This Betsy DeVos Appointee Now Says Most Student Debt Should Be Canceled and the System Is Fucked
NewsPoliticsAre you sitting down? Because a Trump administration student-loan official is resigning and calling for student debt forgiveness, saying the system is “fundamentally broken.”
The Wall Street Journal reported on the correct but nevertheless startling conclusion apparently reached by A. Wayne Johnson, a DeVos appointee who started out in 2017 as chief operating officer of the Office of Federal Student Aid, before moving into “a different role as chief strategy and transformation officer, leading a revamp of how the agency deals with borrowers and the companies that service the debt.” And what did he decide, after spending all that time on the matter? That most of that money is never going to be repaid and we ought to just hit the reset button.
Take it away, A. Wayne! “We run through the process of putting this debt burden on somebody… but it rides on their credit files—it rides on their back—for decades,” he told the Journal, adding that, “The time has come for us to end and stop the insanity.”
His plan, specifically:
Mr. Johnson proposes forgiving up to $50,000 for anyone with federal student-loan debt, about $925 billion, he said.
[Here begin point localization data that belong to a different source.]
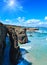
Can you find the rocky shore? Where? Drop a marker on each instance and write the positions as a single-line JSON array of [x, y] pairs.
[[16, 34]]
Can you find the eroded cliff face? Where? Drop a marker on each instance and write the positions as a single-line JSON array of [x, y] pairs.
[[22, 36], [3, 33], [15, 53]]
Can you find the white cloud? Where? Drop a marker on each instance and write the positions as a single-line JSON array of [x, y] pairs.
[[13, 5]]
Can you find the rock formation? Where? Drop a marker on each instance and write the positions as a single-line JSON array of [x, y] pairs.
[[3, 33], [22, 36], [15, 53]]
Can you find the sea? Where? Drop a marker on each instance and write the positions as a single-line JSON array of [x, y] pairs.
[[34, 52]]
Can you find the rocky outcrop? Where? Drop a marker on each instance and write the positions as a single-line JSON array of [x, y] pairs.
[[22, 36], [15, 53], [3, 33]]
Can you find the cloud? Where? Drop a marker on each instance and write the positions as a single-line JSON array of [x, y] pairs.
[[21, 21], [45, 17], [13, 5]]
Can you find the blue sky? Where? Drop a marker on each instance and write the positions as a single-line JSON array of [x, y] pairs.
[[24, 12]]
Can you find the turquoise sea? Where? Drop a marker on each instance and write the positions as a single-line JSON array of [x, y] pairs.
[[34, 52]]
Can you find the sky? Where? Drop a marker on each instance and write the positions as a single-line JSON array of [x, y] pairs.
[[29, 13]]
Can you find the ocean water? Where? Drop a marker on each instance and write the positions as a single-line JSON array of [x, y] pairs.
[[34, 52]]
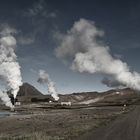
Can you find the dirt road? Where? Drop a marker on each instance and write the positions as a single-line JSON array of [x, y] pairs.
[[126, 127]]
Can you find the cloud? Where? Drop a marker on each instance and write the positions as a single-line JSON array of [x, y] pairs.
[[40, 9], [82, 43], [26, 40], [111, 82]]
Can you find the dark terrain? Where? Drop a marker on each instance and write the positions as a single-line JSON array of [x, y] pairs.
[[92, 115]]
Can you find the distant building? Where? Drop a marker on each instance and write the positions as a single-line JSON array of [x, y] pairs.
[[66, 103], [18, 103]]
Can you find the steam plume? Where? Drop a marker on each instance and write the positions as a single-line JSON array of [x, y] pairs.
[[44, 78], [88, 54], [9, 67]]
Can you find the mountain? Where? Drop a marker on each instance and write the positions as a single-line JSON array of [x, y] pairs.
[[28, 90], [29, 93]]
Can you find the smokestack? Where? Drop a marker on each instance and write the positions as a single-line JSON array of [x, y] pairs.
[[10, 73], [45, 78], [81, 44]]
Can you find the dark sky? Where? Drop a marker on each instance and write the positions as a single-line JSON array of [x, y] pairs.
[[36, 21]]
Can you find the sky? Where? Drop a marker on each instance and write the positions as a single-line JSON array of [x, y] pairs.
[[37, 23]]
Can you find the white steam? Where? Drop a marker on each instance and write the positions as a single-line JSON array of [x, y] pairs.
[[5, 98], [9, 67], [81, 44], [45, 78]]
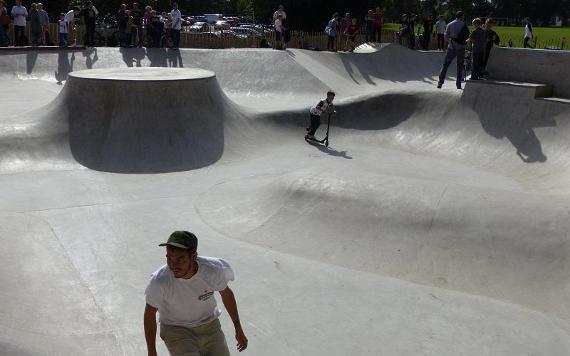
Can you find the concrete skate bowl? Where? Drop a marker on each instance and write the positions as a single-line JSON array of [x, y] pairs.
[[463, 194], [144, 119]]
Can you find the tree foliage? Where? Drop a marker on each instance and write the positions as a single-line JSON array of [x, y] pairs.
[[313, 14]]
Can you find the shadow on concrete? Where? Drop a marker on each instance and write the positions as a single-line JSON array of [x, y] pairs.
[[330, 151], [91, 57], [133, 56]]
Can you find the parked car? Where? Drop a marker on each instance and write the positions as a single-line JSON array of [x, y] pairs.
[[222, 25], [246, 31], [199, 27]]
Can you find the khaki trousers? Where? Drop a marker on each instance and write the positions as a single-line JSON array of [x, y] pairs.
[[203, 340]]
Nearly 37 million borrowers would have their entire student-loan balances canceled under the plan, he said.
He would also advocate for a tax credit of up to $50,000 for people who already repaid student debt, which he sees as key to attracting wider support for canceling student debt.
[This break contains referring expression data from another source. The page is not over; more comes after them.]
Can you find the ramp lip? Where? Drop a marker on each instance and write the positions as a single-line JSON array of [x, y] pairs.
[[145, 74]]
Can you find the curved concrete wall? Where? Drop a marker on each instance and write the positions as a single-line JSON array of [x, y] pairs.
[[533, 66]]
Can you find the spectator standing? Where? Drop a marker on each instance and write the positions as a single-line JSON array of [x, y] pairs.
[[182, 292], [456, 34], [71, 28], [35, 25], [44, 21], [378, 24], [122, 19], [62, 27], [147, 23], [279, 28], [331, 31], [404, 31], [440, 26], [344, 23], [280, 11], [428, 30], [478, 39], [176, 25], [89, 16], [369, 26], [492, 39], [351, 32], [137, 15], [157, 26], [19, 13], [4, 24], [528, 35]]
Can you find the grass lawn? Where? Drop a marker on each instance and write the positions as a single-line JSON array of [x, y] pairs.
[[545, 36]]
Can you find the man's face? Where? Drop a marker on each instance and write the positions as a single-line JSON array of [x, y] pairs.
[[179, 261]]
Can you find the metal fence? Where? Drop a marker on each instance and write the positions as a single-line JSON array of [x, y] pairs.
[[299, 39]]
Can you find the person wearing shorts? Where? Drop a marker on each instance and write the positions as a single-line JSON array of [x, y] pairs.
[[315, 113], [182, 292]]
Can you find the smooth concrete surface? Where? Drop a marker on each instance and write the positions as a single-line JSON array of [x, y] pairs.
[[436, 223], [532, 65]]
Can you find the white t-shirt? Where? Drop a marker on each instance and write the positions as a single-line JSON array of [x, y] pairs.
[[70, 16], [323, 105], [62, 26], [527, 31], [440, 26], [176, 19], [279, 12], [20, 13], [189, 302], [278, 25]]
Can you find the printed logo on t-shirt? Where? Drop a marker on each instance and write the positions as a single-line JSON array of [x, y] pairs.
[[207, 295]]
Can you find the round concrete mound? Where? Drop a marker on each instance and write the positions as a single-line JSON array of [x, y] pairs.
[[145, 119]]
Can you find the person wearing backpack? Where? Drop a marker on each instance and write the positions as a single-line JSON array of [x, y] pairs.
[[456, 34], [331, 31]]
Mr. Johnson suggested paying for the plan largely with a 1% tax on corporate earnings.
He described the plan as aimed at removing the government from the student loan business, which does raise the question of whether a bunch of predatory private-sector lenders would just immediately rush into the breach, because it wouldn’t fix the conditions of rampant income inequality under which people decided to borrow that money. But it would certainly help address a pressing problem for literally millions of Americans, and Johnson is also proposing a $50,000 tuition voucher that wouldn’t need to be repaid. All of this would unfortunately require the participation of our completely worthless Congress.
Good job, A. Wayne! But might I suggest he just read and get behind Elizabeth Warren and Bernie Sanders’s plans on debt cancellation and free college instead of reinventing the wheel?